Arden—oh, alive, thank heaven—stood with his back to her, washing his hands in a basin. He was scrubbing them with such a peculiar ferocity that he didn’t hear her enter, and he turned with a start when she softly called his name, splashing a spray of russet water across the floor.

“You’re safe?” she asked, standing perfectly still so she didn’t throw herself into his arms.

“I—I cut myself.” He held up his hand. Blood welled sluggishly from a slice on his finger.

She was ashamed that for an instant Arden’s small wound caused her almost as much heartache as Rapp’s death.

“I thought they might have gotten you, too,” she stammered. “Please, may I sit down?” Without waiting for permission, she collapsed onto his rumpled bed, and when her knees gave way, so did the rest of her. “I’m sorry,” she said between sobs. “It’s just...his face! And you, alone here. I thought . . .” She sniffed, and tried to pull herself together, and wondered why he didn’t wrap his body comfortingly around hers and tell her everything would be all right, even if it was a lie.
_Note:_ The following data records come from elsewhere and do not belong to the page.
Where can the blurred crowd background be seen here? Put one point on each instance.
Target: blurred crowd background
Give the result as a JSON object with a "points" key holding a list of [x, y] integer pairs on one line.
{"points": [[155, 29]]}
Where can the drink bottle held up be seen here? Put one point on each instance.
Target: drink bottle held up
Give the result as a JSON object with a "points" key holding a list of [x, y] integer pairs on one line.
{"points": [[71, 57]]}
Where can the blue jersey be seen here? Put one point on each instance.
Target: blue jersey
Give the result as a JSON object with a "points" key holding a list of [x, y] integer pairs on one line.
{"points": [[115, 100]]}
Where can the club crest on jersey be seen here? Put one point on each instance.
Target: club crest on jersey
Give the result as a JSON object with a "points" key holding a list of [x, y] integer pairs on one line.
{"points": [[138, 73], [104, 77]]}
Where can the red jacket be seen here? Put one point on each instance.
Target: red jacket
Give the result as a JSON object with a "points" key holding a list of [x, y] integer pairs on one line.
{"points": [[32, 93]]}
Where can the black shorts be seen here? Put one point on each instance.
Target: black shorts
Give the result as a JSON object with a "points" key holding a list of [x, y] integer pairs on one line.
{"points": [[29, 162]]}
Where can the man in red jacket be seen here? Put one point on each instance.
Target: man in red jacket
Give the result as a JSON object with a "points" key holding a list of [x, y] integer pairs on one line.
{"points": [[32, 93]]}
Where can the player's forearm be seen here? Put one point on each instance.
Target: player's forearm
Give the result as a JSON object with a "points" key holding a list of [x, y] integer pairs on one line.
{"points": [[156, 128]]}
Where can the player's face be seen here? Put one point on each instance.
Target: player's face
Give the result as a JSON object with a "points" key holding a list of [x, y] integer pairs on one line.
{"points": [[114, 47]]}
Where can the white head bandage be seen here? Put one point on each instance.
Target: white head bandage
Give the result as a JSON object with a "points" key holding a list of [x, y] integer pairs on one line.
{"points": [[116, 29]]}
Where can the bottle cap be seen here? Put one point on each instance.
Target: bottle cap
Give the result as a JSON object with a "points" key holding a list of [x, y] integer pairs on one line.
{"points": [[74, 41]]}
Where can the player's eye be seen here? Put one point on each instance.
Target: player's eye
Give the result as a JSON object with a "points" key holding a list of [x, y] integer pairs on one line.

But he did not come to her, and she sniffed again, a self-pitying sniff that again shamed her. To her surprise, she caught a whiff of something familiar—almost, she would swear, the Jean Patou scent Mum wore when Dad took her dancing, Adieu Sagesse, Farewell Wisdom, the heady melange of neroli and spicy carnations, with animal base notes. She thought of Mum, glowing, on Dad’s arm. Where was she now? An office in England or a trench in France?

No, it was only a ghost scent, the longing for Mum’s comfort in lieu of Arden’s. Only the dried dead flowerheads of Stour’s gardens.

She drew a deep, shuddering breath and told him about Rapp Schnur.

“And Hereweald says there was no portal, but Rudyard says there was. What does it mean, Arden? You said he would...eliminate certain magicians. Could he have killed Rapp?”

“No, it is not possible,” Arden said, but he crossed to the window and gave her his back.